An IT bailout for business?

With global equity markets on a roller coaster ride, it’s hard to tell the extent to which the pain on Wall St. has extended to Main St. Unemployment figures, the Consumer Price Index and other macro-economic metrics offer conflicting views as to how non-financial services businesses are faring.

But some things are guaranteed to occur in a down economy. One of them is cost-cutting pressures that CEOs are placing on the shoulders of CIOs. But doing so is a big mistake, warns Howard Rubin.

Rubin, professor emeritus of computer science at Hunter College in New York and a Gartner senior advisor, spoke about the importance of IT investment optimization to an audience of about 300 CIOs and senior IT leaders at the 2008 CIO Executive Leadership Summit which was organized on behalf of the Fairfield, Conn./Westchester, NY chapter of the Society for Information Management in Stamford, Conn. the other day.

U.S. Fortune 500 companies have roughly $9.4 trillion in aggregate operating expenses and $511 billion in technology-related expenses, noted Rubin. By comparison, general operating expense "dwarfs" IT costs, said Rubin.

So rather than acceding to the cost-cutting demands of CEOs, Rubin said CIOs should fight back and argue the case for targeted IT investments that can be used to reduce operating expenses.

CIOs "have an economic lever that we’ve never had before," said Rubin.

Cutting IT spending can backfire on companies in a number of ways, Rubin noted. For instance, he claims that every dollar that a company invests in strategic technology initiatives creates a $2 gap for competitors to play catch-up. Citing a study from Diamond Management & Technology Consultants, Rubin said companies that have delivered superior financial performance through recessions have cut costs in the right areas while increasing their percentage of variable costs. I speak periodically with Howard and it’s a point that he has stressed for some time now: companies with high fixed IT costs lack the agility to respond to volatility in their revenue streams. He said the typical IT organization only has 36% of its budget structured as variable costs and there are opportunities for many of them to drive those figures closer to 60%.
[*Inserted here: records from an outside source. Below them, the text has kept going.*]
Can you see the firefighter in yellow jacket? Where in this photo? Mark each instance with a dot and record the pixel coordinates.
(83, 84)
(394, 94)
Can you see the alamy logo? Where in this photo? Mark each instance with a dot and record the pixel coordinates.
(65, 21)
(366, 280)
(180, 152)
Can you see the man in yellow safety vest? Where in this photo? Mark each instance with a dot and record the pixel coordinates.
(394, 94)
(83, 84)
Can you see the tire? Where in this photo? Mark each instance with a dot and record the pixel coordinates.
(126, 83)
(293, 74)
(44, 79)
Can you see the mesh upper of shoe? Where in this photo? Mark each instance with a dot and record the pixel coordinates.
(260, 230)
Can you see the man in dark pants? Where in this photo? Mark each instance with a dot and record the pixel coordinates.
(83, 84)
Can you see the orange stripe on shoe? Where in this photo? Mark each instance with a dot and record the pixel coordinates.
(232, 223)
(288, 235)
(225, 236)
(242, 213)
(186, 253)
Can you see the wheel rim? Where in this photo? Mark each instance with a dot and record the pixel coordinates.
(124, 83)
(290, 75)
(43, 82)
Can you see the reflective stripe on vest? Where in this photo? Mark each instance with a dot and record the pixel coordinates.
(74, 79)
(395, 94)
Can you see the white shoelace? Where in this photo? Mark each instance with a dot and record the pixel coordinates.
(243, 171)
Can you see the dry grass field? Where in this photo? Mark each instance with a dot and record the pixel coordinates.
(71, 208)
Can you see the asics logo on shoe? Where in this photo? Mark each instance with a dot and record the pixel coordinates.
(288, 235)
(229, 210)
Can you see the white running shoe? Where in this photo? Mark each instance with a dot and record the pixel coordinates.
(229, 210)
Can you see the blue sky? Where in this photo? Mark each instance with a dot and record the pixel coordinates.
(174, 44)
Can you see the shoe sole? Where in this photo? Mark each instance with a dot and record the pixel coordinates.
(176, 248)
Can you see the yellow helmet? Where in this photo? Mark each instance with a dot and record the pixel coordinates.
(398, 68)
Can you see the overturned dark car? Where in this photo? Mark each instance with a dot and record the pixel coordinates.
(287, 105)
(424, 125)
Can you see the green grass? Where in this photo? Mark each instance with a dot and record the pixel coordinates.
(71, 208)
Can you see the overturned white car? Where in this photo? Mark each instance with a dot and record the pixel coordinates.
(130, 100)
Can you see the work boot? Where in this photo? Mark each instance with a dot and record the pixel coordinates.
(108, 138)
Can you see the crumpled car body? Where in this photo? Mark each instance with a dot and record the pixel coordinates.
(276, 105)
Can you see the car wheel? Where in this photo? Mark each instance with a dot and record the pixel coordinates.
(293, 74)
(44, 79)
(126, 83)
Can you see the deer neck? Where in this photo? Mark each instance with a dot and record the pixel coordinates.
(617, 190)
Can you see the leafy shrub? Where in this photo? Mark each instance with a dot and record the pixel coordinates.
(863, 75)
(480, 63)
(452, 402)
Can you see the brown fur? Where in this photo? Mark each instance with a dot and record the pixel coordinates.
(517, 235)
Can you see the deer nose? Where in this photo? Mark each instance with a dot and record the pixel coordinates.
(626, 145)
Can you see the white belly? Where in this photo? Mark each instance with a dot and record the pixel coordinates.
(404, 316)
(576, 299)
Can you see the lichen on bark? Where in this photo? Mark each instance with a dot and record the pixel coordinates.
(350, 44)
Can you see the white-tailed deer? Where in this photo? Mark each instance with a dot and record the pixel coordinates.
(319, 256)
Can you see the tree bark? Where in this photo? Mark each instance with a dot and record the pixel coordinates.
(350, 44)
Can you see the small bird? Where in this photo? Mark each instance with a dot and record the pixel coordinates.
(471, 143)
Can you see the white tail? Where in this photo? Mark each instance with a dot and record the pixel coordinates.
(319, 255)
So instead of cutting IT costs across the board, Rubin argues that CIOs need to make the business case for making targeted IT investments that can ultimately have a significant impact on business performance. Headcount reductions, renegotiated vendor contracts and postponing projects won’t do the trick, said Rubin. Here’s what will, according to Rubin:

-Optimize, resize, reclaim, reinvest and target IT investments for maximum ROI.

-Rebalance IT portfolios to protect revenue, reduce costs and manage risk.

-Seek economies of scale.

-Leverage the IT supply chain.

-Attain 'zero population growth’ in servers and resources as much as possible.

-Target discretionary funds for maximum return on IT investment.

-Invest where others can’t to create competitive gaps.

-Trade fixed costs for variable costs.

One of the opportunities that CIOs need to take greater advantage of is to create IT infrastructure 'commons’ to more cost-effectively support non-critical, non-strategic IT operations. He points to investment banks that have thousands of servers in their respective arsenals to support businesses "that no longer exist" such as mortgage and derivatives operations. Rubin likens these banks to 'IT empty nesters – you have this big house with all this extra capacity that you own that you no longer need."